The state’s agricultural worker shortage has wiped hundreds of millions from projected harvest income as farmers desperately plead for access to labour.
NSW Farmers President James Jackson said reports of the state securing more farm workers would be welcomed if they came to fruition, but he warned the time for talk had passed.
“We’re getting into a pretty tough spot with a lot of crops, we need up to 16,000 farm workers and we need them now – not in two- or three-months’ time,” Mr Jackson said.
“NSW Farmers has been warning of labour shortages since the pandemic started and while you’d think our state and federal governments had learned the lesson last year here we are again.
“Provided these reported workers arrive in the right place at the right time there’ll be a lot of relief on farms right across the state, because we’re hearing reports of great crops starting to go to rot.”
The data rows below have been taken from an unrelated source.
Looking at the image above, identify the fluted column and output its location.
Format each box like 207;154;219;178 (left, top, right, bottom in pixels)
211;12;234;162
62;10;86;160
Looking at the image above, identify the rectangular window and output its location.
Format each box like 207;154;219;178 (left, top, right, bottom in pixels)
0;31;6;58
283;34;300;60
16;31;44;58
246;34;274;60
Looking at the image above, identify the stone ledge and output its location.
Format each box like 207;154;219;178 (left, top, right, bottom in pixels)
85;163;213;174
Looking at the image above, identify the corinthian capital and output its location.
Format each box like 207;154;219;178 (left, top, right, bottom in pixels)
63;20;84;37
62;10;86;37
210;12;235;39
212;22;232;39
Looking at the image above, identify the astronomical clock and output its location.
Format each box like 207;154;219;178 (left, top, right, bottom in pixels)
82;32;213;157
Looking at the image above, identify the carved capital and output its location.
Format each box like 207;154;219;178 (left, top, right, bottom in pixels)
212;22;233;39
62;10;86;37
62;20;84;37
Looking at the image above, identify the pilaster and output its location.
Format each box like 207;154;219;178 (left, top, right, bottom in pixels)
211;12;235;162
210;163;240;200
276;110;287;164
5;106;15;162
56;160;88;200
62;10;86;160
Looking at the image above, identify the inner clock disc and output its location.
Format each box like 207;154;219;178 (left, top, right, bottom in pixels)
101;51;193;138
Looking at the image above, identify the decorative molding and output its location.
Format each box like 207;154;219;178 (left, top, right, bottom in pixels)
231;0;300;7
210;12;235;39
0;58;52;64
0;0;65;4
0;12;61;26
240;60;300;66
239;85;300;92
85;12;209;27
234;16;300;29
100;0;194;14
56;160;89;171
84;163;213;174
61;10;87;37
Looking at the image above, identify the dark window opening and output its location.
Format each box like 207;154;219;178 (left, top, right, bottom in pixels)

The state’s grain harvest was forecast to be worth $6 billion to the state economy, but the horticulture harvest forecast had been revised down from $2.3 billion to between $1.9 and $2 billion due to the worker shortfall.
Before COVID, many family horticulture businesses could put a simple sign on the gate and be flooded by workers wanting to help them pick the crop. Mr Jackson said COVID has changed that, and the state and federal governments needed to urgently support small to medium farming families to get navigate the complex red tape around the Pacific Labour Scheme.
“If our farmers can get on with their harvest, it will pour billions of much-needed dollars into our economy, and start balancing the books after COVID,” Mr Jackson said.
“We welcome the attention on agriculture, but ultimately we need less talk and more action, we need to be able to get the workers to where they’re needed, and as Deputy Premier Paul Toole said we need workers on farm in the next week.
“It is imperative our state and federal governments work together because any more bureaucratic inertia will see fruit and vegies rot, and food prices increase!”